Interview with Bob Ohlsson
Link: http://www.prosoundweb.com/recording/tapeop/olmo/olmo3.php
..in which he offers some interesting observations and thoughts about the recording industry in general. On some of the evolution in the 1960's and 70's:
...in the ‘50s, the songwriters had an absolute stranglehold on the record business. Basically, the songwriters would come up with a hit song, shop it around the labels and it would go to the highest bidder. Labels did not like that, and that’s a lot of what allowed the self contained group thing to come in, because the labels said, okay we’re only going to sign people that write their own material.
On the current state of the record industry:
For some reason or another, people like to blame the record company on not being profitable and I’m not even sure the record companies are profitable at this point, because when you start adding up the math, I mean the record store is getting at least half of the price of a compact disc and right now we’re in an interesting situation, in that the record stores are calling all of the shots!
So basically you have to pay for placement in a record store, you have to pay for a listening station, I mean on space music releases, I’ve had deadlines like you would have on an Elvis Presley single in the 60s! (laughs). Because they had scheduled thousand of dollars worth of listening stations in some chain, and you gotta have the CDs there or those listening stations are gonna be empty but they’ve still paid for it.
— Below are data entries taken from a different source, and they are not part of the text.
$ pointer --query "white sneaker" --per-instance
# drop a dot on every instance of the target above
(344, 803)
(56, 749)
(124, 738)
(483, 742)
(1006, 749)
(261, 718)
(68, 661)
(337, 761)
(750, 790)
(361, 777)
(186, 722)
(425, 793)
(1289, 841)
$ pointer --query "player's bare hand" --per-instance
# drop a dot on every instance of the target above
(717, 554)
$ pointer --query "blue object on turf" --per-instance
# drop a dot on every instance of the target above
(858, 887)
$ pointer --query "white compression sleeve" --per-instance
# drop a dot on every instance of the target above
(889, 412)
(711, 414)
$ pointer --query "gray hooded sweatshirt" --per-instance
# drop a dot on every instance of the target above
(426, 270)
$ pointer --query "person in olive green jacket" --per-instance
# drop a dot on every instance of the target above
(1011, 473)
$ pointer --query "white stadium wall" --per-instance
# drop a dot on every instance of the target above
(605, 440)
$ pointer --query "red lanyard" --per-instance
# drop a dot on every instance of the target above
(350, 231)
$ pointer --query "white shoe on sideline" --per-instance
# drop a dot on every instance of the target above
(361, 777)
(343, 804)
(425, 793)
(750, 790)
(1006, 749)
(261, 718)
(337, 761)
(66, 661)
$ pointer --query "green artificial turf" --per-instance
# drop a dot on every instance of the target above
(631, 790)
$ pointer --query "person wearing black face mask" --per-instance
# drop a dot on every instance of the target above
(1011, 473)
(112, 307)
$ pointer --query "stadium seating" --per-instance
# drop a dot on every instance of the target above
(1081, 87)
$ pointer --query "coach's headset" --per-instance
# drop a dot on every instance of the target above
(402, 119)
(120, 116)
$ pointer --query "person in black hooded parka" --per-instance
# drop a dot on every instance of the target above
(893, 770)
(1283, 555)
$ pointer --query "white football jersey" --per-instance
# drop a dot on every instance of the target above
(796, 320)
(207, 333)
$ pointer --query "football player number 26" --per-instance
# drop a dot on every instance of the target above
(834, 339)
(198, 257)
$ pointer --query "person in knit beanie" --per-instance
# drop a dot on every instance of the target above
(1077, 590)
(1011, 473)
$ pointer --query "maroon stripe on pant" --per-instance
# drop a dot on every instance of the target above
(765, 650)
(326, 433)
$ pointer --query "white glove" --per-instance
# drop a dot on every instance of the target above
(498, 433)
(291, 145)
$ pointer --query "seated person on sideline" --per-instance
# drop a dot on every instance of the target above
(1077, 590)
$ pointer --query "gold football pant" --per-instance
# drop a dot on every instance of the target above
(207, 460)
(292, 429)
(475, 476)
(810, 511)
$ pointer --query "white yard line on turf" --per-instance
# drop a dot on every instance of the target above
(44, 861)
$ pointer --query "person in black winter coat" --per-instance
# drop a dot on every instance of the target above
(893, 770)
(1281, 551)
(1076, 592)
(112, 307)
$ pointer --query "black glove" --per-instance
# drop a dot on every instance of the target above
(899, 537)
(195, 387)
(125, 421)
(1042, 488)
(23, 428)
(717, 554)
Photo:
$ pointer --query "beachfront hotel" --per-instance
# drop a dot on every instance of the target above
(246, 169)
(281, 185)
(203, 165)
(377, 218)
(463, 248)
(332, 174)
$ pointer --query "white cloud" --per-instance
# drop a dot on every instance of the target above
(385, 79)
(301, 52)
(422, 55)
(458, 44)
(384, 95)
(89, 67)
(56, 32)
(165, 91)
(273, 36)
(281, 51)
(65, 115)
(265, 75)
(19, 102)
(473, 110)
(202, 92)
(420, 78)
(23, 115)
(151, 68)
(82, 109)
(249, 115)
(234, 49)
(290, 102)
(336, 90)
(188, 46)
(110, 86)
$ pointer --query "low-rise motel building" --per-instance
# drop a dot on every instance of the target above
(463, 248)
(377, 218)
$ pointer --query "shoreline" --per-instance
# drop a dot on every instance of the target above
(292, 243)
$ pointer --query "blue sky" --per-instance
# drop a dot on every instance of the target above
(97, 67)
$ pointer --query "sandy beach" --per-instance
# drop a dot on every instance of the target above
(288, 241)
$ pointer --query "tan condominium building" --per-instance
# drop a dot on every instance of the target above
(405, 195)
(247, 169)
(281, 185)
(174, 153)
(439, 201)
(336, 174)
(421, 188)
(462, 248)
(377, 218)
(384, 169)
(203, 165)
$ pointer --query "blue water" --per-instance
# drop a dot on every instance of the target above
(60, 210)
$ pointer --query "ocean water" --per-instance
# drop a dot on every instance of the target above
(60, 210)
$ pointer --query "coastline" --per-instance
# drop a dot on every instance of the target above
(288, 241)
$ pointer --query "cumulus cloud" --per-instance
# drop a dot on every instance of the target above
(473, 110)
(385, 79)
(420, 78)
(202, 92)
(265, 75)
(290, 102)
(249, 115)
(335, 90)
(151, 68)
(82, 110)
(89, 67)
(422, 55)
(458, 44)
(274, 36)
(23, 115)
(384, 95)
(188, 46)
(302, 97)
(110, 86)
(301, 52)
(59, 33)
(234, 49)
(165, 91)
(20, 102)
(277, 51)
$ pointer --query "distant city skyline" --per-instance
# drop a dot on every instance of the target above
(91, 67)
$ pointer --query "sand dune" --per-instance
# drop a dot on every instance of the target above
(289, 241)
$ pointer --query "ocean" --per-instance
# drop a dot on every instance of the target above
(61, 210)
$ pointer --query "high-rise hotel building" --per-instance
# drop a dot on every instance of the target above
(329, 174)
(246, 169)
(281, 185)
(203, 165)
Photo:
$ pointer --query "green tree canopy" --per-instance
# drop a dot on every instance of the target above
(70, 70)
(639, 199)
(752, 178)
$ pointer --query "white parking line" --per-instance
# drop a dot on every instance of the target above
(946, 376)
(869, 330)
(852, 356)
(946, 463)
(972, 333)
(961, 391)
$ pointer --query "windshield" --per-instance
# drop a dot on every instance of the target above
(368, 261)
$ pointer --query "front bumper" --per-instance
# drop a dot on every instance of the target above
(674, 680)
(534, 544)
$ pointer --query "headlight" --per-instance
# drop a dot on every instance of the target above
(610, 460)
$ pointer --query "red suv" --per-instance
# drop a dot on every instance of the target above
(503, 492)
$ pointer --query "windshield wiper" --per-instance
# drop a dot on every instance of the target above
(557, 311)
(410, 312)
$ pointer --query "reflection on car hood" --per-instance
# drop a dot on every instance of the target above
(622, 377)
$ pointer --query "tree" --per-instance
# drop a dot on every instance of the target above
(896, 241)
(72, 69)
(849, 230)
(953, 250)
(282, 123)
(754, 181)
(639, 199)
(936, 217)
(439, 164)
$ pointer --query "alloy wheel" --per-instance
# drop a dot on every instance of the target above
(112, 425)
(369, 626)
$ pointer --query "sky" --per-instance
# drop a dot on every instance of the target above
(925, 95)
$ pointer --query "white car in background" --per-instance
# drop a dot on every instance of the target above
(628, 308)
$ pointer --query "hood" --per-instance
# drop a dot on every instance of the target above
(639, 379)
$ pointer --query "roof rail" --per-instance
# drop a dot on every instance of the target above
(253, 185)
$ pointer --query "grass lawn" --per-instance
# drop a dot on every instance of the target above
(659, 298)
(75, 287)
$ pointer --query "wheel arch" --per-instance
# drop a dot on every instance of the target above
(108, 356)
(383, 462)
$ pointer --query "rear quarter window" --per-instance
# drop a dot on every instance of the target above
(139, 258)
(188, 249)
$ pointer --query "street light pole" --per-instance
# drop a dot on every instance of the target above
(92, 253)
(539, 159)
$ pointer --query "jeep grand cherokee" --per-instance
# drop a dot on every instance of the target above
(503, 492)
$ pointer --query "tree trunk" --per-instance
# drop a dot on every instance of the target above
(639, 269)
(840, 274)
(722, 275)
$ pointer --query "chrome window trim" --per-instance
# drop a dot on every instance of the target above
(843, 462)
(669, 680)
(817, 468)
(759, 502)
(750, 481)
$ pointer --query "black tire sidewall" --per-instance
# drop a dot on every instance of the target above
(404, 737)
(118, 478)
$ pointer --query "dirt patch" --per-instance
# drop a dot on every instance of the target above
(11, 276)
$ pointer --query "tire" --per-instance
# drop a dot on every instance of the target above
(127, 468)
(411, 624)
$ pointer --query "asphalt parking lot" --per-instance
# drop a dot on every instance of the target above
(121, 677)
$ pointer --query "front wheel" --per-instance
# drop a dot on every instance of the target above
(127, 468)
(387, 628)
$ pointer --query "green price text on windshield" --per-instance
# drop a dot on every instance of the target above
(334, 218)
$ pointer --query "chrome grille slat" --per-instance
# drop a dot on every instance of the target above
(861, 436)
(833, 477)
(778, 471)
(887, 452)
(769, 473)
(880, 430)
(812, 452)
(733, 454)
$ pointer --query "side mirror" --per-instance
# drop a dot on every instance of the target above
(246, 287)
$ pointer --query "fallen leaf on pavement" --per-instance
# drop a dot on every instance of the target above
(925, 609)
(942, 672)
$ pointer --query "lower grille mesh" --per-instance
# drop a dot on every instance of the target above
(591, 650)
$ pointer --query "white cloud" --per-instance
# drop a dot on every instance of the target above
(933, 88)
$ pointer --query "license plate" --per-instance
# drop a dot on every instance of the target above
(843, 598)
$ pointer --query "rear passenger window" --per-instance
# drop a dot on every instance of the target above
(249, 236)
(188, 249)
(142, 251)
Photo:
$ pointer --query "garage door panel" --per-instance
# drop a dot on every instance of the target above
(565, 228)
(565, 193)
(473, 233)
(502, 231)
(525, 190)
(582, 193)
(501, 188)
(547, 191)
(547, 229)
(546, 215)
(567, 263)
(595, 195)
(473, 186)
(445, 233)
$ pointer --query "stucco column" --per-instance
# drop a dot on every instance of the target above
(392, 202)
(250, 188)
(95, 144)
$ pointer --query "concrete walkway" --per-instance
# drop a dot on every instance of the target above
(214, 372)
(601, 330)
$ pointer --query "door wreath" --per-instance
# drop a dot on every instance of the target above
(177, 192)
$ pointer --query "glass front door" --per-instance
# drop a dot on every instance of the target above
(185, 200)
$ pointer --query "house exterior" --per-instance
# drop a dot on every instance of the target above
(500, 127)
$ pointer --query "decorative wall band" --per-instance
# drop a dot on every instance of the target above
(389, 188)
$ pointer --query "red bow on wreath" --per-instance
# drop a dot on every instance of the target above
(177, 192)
It’s kind of a bizarre situation right now where I think a lot of the whole industry is gonna have to reinvent itself. But it has a number of times in the past and there’s no reason to believe that it won’t again, so I’m actually feeling kind of upbeat as the whole thing comes crumbling down, cause in some ways it’s a mess that needs to be straightened out, needs to start being run by people inside the music business rather than outside accountants.
I think we’re gonna see some very interesting stuff happening in the next three or four years because everybody that I’ve talked to think that these major label consolidations and acquisitions have made no financial sense at all and, you know, I root for the independent, I mean I will never in my life forget that at one point we at Motown were selling more records than RCA and Columbia! You know, it CAN be done.